Living on the edge of the woods is not always a restful place to be in the middle of the night. Drunken gangs of unwashed, unruly coyotes gather in the dark by the front parking lot, hunting in the grass between us and the Library. Just as we all peacefully fall sleep, those scurvy, classless thugs slither though the brush, sniffing out their next meal. Any possible sleep is rudely interrupted by loud, shrill yips and howls as they stalk their next meal.
Soon some proud testosterone-filled coyote loudly announces he alone has successfully cornered the prey. Unable to restrain myself, I jump out of bed enraged, ready to shoot at the frenzied mob gathered below. (If only I knew where that pistol is I never used. I locked it up and hid it five years ago, who knows where, maybe in my other house. I guess my son will find it someday.) I’ll skip this next part, since my neighbors overlooking the parking lot don’t need to relive what is to follow. I really suspect we all suffer from PTSD from the trauma of this part of the story.

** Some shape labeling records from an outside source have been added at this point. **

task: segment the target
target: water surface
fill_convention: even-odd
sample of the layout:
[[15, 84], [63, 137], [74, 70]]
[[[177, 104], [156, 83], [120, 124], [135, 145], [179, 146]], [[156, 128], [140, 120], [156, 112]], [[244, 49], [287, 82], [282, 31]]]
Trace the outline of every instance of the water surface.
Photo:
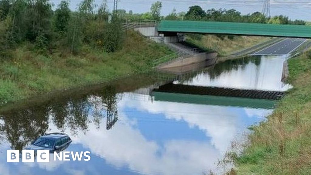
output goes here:
[[[281, 81], [284, 60], [263, 57], [227, 61], [175, 77], [174, 83], [285, 90], [289, 85]], [[137, 77], [127, 82], [2, 109], [0, 174], [201, 175], [217, 171], [218, 161], [231, 141], [272, 112], [265, 105], [239, 104], [248, 99], [154, 93], [153, 88], [167, 80], [159, 78]], [[233, 102], [222, 102], [225, 101]], [[21, 149], [40, 136], [54, 132], [66, 133], [72, 139], [66, 151], [89, 151], [91, 160], [6, 162], [7, 150]]]

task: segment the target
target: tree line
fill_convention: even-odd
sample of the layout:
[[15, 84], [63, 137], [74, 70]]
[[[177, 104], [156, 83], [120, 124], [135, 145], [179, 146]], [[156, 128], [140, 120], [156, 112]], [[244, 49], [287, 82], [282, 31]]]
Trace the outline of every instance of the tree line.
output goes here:
[[[94, 0], [83, 0], [75, 11], [66, 0], [55, 10], [52, 7], [49, 0], [0, 1], [1, 56], [25, 42], [43, 53], [62, 48], [76, 53], [84, 44], [107, 52], [120, 48], [120, 20], [109, 12], [105, 1], [98, 5]], [[109, 15], [113, 17], [108, 22]]]
[[[72, 11], [67, 0], [62, 0], [55, 10], [49, 0], [0, 0], [0, 57], [9, 56], [10, 49], [25, 42], [42, 53], [62, 48], [76, 54], [84, 45], [114, 52], [121, 47], [121, 25], [125, 22], [167, 20], [305, 24], [282, 15], [266, 17], [258, 12], [243, 15], [234, 9], [206, 11], [198, 6], [190, 7], [186, 12], [177, 13], [174, 9], [164, 16], [161, 15], [160, 1], [145, 13], [123, 10], [109, 12], [105, 1], [98, 5], [95, 0], [83, 0], [76, 10]], [[113, 17], [108, 22], [109, 16]]]
[[204, 11], [201, 7], [195, 5], [190, 7], [187, 12], [177, 12], [174, 9], [166, 16], [161, 16], [160, 12], [162, 3], [157, 1], [153, 4], [149, 12], [142, 14], [133, 14], [130, 11], [127, 13], [124, 10], [118, 10], [118, 13], [123, 17], [123, 20], [129, 21], [161, 20], [192, 20], [223, 22], [234, 22], [305, 25], [306, 22], [302, 20], [294, 21], [290, 19], [288, 17], [279, 15], [272, 17], [266, 17], [260, 12], [256, 12], [251, 14], [242, 15], [240, 12], [232, 9], [216, 9], [214, 8]]

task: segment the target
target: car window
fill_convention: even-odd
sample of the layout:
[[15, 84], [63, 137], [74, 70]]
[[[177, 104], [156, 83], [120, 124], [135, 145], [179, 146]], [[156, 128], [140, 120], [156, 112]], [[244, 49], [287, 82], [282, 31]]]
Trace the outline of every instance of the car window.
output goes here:
[[34, 142], [34, 145], [49, 148], [52, 148], [54, 145], [54, 140], [44, 138], [39, 138]]
[[62, 138], [62, 144], [63, 144], [67, 142], [67, 138], [63, 137]]
[[58, 140], [56, 143], [55, 144], [55, 146], [60, 146], [62, 145], [62, 140]]

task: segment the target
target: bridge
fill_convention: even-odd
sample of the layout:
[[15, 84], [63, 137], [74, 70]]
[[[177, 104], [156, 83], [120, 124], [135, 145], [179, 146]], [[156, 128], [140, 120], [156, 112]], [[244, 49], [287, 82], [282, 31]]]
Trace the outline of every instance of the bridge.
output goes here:
[[311, 26], [296, 25], [165, 20], [157, 30], [165, 35], [197, 33], [311, 38]]

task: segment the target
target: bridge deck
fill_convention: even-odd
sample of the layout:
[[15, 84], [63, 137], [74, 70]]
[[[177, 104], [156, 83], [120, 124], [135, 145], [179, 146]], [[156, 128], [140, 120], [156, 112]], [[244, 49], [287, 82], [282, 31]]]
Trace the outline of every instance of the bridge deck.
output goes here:
[[176, 32], [311, 38], [311, 26], [192, 21], [163, 21], [158, 31]]
[[180, 94], [230, 97], [240, 98], [278, 100], [284, 95], [284, 92], [258, 90], [237, 89], [215, 87], [195, 86], [169, 83], [154, 89], [157, 92]]

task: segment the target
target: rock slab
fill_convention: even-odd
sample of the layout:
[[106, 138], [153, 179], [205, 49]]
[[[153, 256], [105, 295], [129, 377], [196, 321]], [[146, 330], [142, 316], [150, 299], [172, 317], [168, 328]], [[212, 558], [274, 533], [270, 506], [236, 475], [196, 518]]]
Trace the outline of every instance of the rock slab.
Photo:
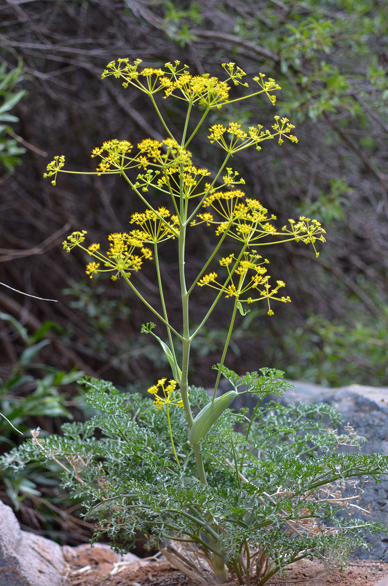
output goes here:
[[64, 565], [60, 546], [22, 531], [11, 507], [0, 501], [1, 586], [60, 586]]

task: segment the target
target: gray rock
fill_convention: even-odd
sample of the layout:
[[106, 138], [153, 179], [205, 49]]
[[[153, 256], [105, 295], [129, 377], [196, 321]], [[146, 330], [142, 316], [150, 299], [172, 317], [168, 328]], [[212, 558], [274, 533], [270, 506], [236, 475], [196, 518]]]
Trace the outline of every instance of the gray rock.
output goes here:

After the hunt and the unruly celebratory feast ends, the tequila is passed from one classless, uneducated creature to another, as they squat in a circle by the parking lot. I always imagine they are sitting with their scrawny hairy “arms” around each other’s shoulders, swaying back and forth drunkenly. The more inebriated they are, the louder the singing and celebration becomes. The shrieking off-key howling is deafening. This is definitely not the Frank Sinatra type of soulful crooning my father loved. It is shrill, screechy, and offensive.
Someone on the balcony above joins my angry tirade, until at last the wretched beasts slink drunkenly off into the darkness, sated and fat with satisfaction.
I fall back asleep wondering, would living in downtown Chicago or Albuquerque be any better? After all, we did move
in on these beasts of nature, and maybe we can’t expect them to be as civilized as we are. Still, why couldn’t they be vegetarian?